Second, Clinton has to be confronted with this...if she is all right with science creating life solely so that it is destroyed, at what point does she see science as going too far? Is she against cloning for instance? After all, there are a lot of exciting possibilities in cloning? If she has no problem creating life to destroy in the name of science, why would she have a problem with cloning life in the name of science? Where would scientific research stop and morality and ethics start in her administration?
Next, she says that she would end the so called assault on civil liberties and mentions Gitmo by name. Since she doesn't specifiy which assualts, we can only assume that she means things like enhanced interrogations, warrantless wiretaps, military tribunals, and of course Gitmo altogether. Since she finds Gitmo so especially obscene, my first question would be where those prisoners would go. Most of their home countries don't want them. Does she plan on trying them in our own federal system? Does she understand that terrorists routinely kill the friends and families of those that they see as turning against them? Does she understand that any witnesses against any terrorist in any open court would immediately have their lives threatened? Given that, how exactly does she expect any terrorist to be convicted in any federal court?

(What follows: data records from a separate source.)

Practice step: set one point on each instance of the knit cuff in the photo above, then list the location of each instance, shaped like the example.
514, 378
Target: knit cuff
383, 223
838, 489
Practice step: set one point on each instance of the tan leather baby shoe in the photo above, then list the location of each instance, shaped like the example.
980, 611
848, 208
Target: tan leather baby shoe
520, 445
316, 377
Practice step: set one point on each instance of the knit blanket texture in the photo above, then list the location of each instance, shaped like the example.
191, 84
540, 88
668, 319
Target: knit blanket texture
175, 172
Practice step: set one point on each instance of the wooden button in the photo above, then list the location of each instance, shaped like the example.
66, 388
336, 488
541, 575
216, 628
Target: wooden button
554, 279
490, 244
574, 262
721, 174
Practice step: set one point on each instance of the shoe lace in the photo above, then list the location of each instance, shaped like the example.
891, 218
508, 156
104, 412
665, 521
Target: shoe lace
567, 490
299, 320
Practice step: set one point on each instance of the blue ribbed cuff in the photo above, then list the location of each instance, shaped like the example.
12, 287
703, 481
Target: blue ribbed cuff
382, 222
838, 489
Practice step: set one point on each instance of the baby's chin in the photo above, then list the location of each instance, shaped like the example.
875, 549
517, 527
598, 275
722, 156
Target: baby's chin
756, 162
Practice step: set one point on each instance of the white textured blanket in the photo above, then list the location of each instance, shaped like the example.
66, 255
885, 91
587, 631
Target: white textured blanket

As for enhanced interrogations and warrantless wiretapping, this creates another opportunity to paint Hillary as weak on national defense. First, I have always found the entire debate about warrantless wiretapping to be quite absurd. I don't know any other time in the history of warfare in which the President needed a judge's permission to spy on the enemy. Thus, proclaiming that the Commander in Chief is destroying civil liberties because he is spying on the enemy without a judge's permission is to me absurd. On a political level, it can be painted, rightfully so, as weak on national defense. Most of the Republican candidates have, rightly so, not identified what techniques they will and won't allow because then you are telegraphing that to the enemy. By coming out against Bush, as she has, Clinton has in fact told the enemy what she won't use. Because she sees anything outside basic police interrogation protocol as an erosion of civil rights, the enemy can prepare for the basic interrogation techniques that she will allow. This gives Republicans yet another chance to paint her as weak on national defense.
Now, anyone of us that knows Hillary knows that this is only scratching the surface as far as attacks on her, however since she has chosen to highlight these things to her supporters we can assume that these are her priorities, and this is how these priorities ought to be countered.